Funded Grants

Emergence of complex material structures from particle assembly

A child presented with a bin full of wooden building blocks can entertain itself for hours as it delights in creating caricatures of things it has seen. Even with only a few different shapes, familiar objects soon materialize as the basic blocks are combined to form castles, cars, horses and houses. A wicked babysitter can quickly turn the child’s delight to frustration by hiding magnets in a few of the blocks. All of a sudden, the rules that worked to build a tower no longer hold true! Some blocks unexpectedly stick together, pulling key supports out of place and toppling whole towers! Other blocks repel, making it impossible to orient them in the desired fashion. While this diabolical trick on a child seems unnecessarily cruel, it is the sort of challenge faced by engineers working to self-assemble structures on the molecular level.

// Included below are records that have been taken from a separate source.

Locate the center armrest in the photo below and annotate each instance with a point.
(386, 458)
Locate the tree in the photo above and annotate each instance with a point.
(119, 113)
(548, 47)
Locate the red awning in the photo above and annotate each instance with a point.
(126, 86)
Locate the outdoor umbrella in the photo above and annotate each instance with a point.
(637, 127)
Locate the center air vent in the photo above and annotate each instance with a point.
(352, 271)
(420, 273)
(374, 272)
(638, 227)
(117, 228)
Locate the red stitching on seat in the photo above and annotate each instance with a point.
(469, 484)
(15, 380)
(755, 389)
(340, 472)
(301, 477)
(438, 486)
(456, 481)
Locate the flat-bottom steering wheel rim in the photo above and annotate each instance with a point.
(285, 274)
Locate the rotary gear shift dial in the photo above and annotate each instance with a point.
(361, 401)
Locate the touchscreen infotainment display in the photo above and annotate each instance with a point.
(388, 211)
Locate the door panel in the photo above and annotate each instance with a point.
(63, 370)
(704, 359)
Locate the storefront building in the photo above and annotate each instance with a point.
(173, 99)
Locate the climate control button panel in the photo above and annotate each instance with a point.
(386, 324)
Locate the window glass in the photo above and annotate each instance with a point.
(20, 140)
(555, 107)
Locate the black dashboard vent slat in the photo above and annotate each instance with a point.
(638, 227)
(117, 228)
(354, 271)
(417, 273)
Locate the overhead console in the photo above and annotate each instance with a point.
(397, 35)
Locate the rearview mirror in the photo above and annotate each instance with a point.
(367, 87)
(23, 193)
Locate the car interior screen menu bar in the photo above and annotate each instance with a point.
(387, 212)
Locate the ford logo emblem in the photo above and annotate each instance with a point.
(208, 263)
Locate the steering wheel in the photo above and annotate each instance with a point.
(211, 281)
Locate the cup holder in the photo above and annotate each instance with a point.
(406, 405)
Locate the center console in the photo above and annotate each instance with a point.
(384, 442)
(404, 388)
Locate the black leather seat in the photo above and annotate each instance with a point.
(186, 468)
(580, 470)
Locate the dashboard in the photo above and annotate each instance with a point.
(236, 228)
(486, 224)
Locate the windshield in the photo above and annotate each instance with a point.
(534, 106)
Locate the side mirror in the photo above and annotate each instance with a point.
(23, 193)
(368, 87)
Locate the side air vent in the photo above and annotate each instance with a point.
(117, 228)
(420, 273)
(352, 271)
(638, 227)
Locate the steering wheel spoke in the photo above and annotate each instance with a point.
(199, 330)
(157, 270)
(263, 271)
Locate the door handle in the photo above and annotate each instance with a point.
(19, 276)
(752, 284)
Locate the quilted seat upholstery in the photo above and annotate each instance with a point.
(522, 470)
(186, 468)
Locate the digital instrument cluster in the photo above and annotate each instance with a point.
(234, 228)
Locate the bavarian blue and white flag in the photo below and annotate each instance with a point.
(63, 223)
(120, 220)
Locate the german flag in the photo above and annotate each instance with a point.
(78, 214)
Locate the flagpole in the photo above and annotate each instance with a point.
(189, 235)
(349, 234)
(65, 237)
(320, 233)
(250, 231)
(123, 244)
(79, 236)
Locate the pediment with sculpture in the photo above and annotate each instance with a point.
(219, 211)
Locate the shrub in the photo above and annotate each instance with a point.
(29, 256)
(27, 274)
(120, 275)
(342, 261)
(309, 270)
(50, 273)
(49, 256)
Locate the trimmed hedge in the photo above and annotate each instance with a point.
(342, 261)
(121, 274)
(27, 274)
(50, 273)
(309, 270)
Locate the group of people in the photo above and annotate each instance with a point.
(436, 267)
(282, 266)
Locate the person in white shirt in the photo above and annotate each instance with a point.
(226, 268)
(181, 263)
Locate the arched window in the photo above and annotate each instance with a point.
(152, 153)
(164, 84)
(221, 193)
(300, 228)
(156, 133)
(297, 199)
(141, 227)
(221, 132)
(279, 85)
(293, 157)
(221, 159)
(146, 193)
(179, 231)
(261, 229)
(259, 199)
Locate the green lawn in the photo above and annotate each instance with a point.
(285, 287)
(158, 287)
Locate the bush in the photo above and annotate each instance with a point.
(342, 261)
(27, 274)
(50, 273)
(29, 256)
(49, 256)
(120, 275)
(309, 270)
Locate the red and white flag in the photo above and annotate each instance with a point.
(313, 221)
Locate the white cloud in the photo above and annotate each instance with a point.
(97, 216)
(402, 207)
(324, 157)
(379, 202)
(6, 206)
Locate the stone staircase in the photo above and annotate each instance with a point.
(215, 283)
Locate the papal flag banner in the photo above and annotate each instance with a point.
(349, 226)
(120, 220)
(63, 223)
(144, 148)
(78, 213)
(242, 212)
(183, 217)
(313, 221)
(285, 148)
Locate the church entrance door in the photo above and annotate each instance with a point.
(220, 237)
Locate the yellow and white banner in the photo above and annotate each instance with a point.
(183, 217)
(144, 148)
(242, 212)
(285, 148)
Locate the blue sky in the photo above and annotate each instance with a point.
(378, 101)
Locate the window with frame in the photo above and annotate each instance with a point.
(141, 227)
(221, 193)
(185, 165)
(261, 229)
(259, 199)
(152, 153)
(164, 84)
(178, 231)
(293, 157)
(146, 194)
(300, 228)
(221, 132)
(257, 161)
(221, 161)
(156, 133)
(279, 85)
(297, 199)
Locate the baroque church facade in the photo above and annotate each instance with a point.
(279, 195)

Particles on length scales from one millionth to one billionth of a meter can have very strong and complex interactions with each other- so complex that they make working with magnetized blocks seem like child’s play. These so-called nanoparticles have an infinitely tailorable set of interactions made possible by advances in synthetic chemistry. Tethers of long molecules called polymers can be attached to nanocubes, triangles, ellipsoids, and polyhedra. The surfaces of these particles can be modified with sticky or repulsive patches and we are on the cusp of being able to create whole new classes of particles with switchable interactions. Adding to this library is an enormous set of particles provided to us by Nature in the form of proteins and other biological macromolecules. Nature has also shown us that these building blocks can be combined to create amazingly useful structures including viruses, mitochondria, and bones. The goal of our research is to help build an understanding of how Nature accomplishes this feat of engineering. Our ability to fabricate materials and devices from the bottom up hinges upon understanding how the forces between building blocks conspire to produce emergent patterns and how to exploit these forces to make tiny particles self-assemble into the patterns we desire.

Currently there exists no theory that predicts the structures assembled by a system of complex interacting particles. Furthermore, there currently exists no way to determine what structural properties might emerge when these particles organize. Developing this theory of self-assembly is crucial to engineering the next generation of materials and devices in which nanoparticles are used in place of atoms or molecules as building blocks. An example of a question we may ask as we build this theory is what are the necessary interactions between 60 identical particles that will cause them to robustly form an icosahedron, the shape of many common viruses? Answering it will allow us to develop synthetic virus capsids that can be used as drug delivery devices, as well as provide insights into how we may prevent malevolent viruses from assembling in our own bodies. The applications for bottom-up materials design are as diverse as the creatures found in Nature. Imagine fabrics that automatically control the temperature and humidity of the skin, self-healing fiber-optic cables with stronger signals, and solar cells that grow on the roofs of buildings. A theory of self-assembly would help bring us closer to making these dream devices a reality.

The current computational and experimental methods used to study self-assembly are not sufficient for building the necessary theory. Direct experimentation on systems of such particles can be expensive and yield only one structure per trial. Searching for new structures and morphologies via this trial-and-error approach is both cost and time prohibitive. On the other side of the science wing, the thermodynamic simulations used to predict crystalline structures in various equilibrium systems are also at a loss to deal with the nonlinear, conditional interactions that dominate complex systems. It is clear that new methods are necessary in order to usher in the next generation of smart materials.

We propose creating new computer models of these systems to create a bridge between theory and experiment in order to develop our understanding of how complicated nanoparticles selfassemble. Modeling such particles in silico enables us to test hypotheses about how we believe particles behave much more quickly than can be achieved in a laboratory. This agility will help us focus on the characteristics that play an important role in the assembly of desired structures, which will in turn allow us to guide experiments in the lab. Borrowing from biology again, we can mimic the evolution of self-assembling proteins in the computer to help us design particles that will generate target structures. That is, if the degree to which a system of particles assembles a desired structure can be quantified then a genetic algorithm can be used to find the traits of particles that do an excellent job at forming the structure in question.

Through building a bridge between theory and experiment we will not only set the stage for engineering next generation materials and nanodevices, but we will also enhance our understanding of complex biological self-assembly. My group at the University of Michigan is uniquely poised to make advances in this nontraditional approach to soft-matter simulation due to our expertise in self-assembly and our association with UM’s Center for the Study of Complex Systems. The first realistic model of switchable nanoparticles suspended in a solution is currently under development in my group by the same student who is pioneering the use of genetic algorithms to find potentials that best generate crystal lattices. Furthermore, our experience in defining metrics such as customized order parameters involving spherical harmonics will be invaluable as we develop fitness functions based on structure factors for use in the genetic algorithm. During this course of research, development of new algorithms and tools for studying self-assembling systems will be at the forefront of our attention, with the intention being that these tools might find extended applications in related complex systems in other disciplines.